Validating a dbt migration requires proving the new system produces the same results as the old one. The recommended approach is parallel execution — running both systems against the same source data — with three levels of comparison per model. The goal is identical outputs, provably.
Parallel Execution Setup
Keep your existing system (Dataform, legacy dbt project, or whatever you’re migrating from) running while building out the replacement. Configure the new dbt project to write to a separate dataset so both systems produce outputs from the same source data:
models: my_project: +schema: dbt_migration_validationThis creates a mirror of your production outputs in a validation dataset. Both systems read the same sources. Both produce the same models. The only difference should be the dataset name.
Run both systems on the same schedule for at least two weeks. One week catches most issues. Two weeks catches edge cases around weekly patterns, month boundaries, and weekend data that behaves differently from weekday data.
Comparison Queries
For each migrated model, run three levels of validation.
Level 1: Row Counts
The most basic check. If row counts differ, something is fundamentally wrong.
SELECT 'old_system' AS source, COUNT(*) AS row_countFROM old_dataset.model_nameUNION ALLSELECT 'new_dbt' AS source, COUNT(*) AS row_countFROM dbt_migration_validation.model_name;Row count mismatches usually trace back to:
- Different deduplication logic (especially in incremental models)

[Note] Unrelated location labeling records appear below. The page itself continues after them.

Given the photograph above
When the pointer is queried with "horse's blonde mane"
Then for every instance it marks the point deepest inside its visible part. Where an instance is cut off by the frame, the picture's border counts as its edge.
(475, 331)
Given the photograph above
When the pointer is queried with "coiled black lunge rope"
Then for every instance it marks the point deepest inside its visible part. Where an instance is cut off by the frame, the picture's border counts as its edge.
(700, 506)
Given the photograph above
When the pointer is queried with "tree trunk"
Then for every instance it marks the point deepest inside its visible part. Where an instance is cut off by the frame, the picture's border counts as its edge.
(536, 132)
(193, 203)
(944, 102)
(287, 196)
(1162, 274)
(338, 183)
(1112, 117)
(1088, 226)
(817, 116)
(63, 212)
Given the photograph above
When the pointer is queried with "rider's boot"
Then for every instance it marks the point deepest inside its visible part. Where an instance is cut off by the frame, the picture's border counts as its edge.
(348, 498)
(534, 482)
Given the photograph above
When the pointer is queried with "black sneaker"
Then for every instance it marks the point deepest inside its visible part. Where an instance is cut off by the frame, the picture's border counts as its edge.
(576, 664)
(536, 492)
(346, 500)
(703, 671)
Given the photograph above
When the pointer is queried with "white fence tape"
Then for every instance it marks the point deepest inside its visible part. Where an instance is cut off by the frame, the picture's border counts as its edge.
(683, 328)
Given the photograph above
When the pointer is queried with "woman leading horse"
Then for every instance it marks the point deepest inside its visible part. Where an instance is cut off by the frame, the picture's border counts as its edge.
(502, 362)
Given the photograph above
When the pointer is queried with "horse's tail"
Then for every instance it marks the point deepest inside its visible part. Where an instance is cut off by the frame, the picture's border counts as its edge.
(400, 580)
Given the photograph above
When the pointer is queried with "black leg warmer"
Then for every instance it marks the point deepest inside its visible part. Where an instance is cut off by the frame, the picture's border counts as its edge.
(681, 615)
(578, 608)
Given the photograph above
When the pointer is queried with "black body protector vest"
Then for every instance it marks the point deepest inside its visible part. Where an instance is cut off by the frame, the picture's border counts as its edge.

- Filter conditions that translated incorrectly
- Source declarations pointing to slightly different tables
- Timezone handling differences that shift records across date boundaries
Level 2: Aggregate Metrics
Row counts match, but do the numbers add up? Compare key business metrics:
SELECT ABS(old.total_revenue - new.total_revenue) AS revenue_diff, ABS(old.order_count - new.order_count) AS order_diff, ABS(old.avg_order_value - new.avg_order_value) AS aov_diffFROM ( SELECT SUM(revenue) AS total_revenue, COUNT(*) AS order_count, AVG(revenue) AS avg_order_value FROM old_dataset.orders) oldCROSS JOIN ( SELECT SUM(revenue) AS total_revenue, COUNT(*) AS order_count, AVG(revenue) AS avg_order_value FROM dbt_migration_validation.orders) new;Aggregate differences without row count differences point to:
- Numeric precision changes (especially relevant when converting JavaScript arithmetic to Jinja)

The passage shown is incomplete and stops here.